Much continued suffering emanates from policies that uphold the unjust status quo: The global architecture of economic and political governance that advances the interests of rich countries and perpetuates global poverty. Multilateral economic institutions such as the World Bank and the International Monetary Fund have started to decry inequality. Yet these organizations owe their allegiance to the governments that set their agendas and provide their funding, and have so far refused to implement policies that fully protect an expanded notion of rights.
Governments have been loath to hold to account transnational corporations that evade responsibility for the human rights ramifications of their work. Trade policies continue to privilege the profits of corporations over the rights of people. All of this is relevant to American workers fighting for a livable wage, affordable health care, decent public schools and a level playing field for their children, irrespective of their race, national origin, class or gender identity.
Yet human rights proponents must undertake their work with the same critical eye directed toward transgressors, to fully interrogate whether the effect of their advocacy reflects the principles they espouse. AJAM has not given them a free pass, pointing out that human rights organizations, the humanitarian aid industry and even the U.N. itself have the failings of mission and accountability.

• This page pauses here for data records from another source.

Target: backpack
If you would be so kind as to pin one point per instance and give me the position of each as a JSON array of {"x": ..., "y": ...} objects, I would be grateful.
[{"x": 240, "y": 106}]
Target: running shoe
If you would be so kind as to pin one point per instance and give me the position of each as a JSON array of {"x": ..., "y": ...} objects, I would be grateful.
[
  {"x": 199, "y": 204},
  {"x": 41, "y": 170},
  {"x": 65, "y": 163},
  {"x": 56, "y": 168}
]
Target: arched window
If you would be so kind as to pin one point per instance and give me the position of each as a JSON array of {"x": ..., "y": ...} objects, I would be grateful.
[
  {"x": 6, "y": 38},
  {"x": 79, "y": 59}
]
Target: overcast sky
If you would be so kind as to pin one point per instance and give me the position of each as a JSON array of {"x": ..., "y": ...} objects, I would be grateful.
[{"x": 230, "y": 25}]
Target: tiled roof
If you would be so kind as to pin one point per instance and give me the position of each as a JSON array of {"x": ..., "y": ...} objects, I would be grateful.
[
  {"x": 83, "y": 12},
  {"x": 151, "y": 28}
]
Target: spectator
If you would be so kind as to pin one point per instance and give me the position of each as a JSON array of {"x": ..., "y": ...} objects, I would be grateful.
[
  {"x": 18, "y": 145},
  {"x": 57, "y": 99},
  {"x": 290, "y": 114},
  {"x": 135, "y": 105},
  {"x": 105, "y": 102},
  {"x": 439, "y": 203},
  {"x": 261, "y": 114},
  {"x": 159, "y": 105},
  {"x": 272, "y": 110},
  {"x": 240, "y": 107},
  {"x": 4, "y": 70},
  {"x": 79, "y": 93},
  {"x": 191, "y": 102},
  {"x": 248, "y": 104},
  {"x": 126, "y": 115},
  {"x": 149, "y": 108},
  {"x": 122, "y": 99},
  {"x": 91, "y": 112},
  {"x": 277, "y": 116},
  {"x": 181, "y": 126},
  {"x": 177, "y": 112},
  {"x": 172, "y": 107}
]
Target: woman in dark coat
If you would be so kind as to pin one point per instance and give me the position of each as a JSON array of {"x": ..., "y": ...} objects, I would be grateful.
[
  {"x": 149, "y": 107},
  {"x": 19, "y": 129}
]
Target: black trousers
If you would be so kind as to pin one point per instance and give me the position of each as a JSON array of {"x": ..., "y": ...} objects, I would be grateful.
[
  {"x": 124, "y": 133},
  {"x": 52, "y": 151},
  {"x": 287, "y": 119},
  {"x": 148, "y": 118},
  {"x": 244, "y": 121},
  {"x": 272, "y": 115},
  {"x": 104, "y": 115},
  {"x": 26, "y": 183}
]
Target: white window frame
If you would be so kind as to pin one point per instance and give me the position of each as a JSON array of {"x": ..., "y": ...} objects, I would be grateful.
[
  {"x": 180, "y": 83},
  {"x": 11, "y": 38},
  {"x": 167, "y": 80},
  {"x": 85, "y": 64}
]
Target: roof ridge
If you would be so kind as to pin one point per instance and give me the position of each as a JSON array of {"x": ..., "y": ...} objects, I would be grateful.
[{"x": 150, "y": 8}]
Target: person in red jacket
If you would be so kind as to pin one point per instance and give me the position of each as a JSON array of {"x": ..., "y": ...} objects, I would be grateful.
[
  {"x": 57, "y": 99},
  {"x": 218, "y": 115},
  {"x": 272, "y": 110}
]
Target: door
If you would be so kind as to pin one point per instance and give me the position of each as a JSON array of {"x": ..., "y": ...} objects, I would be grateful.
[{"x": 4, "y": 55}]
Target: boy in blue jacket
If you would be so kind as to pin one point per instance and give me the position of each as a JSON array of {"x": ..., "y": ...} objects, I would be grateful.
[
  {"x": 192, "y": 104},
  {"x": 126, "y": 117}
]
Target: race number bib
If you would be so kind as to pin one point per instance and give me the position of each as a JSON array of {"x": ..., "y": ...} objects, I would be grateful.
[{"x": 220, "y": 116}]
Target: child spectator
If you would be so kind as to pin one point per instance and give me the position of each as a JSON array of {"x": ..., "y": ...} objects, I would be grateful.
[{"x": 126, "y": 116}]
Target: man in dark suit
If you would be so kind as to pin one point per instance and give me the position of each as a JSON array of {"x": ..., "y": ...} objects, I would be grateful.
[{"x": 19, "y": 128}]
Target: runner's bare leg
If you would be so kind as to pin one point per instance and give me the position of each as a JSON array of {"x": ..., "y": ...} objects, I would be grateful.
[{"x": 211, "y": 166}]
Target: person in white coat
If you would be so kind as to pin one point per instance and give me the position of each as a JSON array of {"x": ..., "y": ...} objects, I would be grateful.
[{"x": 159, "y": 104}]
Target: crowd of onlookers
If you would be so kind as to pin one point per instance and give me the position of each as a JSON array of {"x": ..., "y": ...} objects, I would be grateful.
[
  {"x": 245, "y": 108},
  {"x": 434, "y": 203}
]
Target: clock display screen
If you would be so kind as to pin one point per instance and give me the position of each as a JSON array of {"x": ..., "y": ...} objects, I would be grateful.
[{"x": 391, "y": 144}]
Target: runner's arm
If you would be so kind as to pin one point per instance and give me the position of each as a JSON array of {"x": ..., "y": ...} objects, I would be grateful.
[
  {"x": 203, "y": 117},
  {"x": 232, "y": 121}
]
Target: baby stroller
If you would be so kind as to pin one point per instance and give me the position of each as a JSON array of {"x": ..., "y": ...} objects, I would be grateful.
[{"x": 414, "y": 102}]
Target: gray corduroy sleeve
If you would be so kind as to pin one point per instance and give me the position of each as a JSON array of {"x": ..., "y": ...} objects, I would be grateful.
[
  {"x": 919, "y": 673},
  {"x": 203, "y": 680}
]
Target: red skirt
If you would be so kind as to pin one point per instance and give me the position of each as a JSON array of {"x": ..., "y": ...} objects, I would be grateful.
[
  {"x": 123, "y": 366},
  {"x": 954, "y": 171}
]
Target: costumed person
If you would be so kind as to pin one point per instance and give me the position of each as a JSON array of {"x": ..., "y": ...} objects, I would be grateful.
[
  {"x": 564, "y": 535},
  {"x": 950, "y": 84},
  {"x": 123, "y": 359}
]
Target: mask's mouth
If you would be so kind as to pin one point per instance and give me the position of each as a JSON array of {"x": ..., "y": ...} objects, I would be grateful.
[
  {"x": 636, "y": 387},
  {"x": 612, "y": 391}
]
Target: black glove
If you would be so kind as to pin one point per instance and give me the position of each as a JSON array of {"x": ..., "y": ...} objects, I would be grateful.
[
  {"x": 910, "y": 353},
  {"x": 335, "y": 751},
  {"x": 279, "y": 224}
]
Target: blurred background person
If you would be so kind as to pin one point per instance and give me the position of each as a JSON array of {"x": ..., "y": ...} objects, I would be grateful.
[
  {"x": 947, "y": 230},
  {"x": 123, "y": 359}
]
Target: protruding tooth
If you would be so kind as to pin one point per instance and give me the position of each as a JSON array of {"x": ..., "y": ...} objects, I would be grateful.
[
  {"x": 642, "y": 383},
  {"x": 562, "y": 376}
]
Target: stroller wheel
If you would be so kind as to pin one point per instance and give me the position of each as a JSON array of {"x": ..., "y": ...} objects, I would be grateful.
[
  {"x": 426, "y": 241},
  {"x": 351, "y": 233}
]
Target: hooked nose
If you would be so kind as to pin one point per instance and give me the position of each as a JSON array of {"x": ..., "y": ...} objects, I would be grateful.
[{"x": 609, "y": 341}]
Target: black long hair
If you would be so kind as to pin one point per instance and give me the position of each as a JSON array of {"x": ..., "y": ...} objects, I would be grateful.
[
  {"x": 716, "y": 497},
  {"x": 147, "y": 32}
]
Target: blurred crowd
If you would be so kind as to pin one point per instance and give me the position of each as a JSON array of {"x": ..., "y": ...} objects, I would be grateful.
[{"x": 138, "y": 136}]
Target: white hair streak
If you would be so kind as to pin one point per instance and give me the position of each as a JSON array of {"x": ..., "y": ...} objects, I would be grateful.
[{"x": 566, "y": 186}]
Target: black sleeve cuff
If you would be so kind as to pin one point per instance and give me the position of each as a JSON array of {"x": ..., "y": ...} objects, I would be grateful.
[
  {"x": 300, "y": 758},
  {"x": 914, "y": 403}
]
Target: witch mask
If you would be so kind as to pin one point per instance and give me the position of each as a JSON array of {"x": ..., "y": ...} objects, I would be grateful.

A journalism that promotes human rights reporting is starting to resonate within the U.S. media market. AJAM has advanced that goal — both explicitly and implicitly — through the expansive scope and diverse perspectives of its coverage and by drawing attention to the connection between inequality and injustice at home and abroad. A national conversation to reflect on and uphold the United States’ vaunted ideals is increasingly critical and quintessentially patriotic, especially in the current climate of nationalistic demagoguery.
For those of us who have had the great privilege of writing about global injustices that ordinarily fail to capture the imagination of editors, losing this platform leaves a lamentable void. AJAM will go silent, but its gutsy work in humanizing journalism will continue to shape the contours of human rights discourse.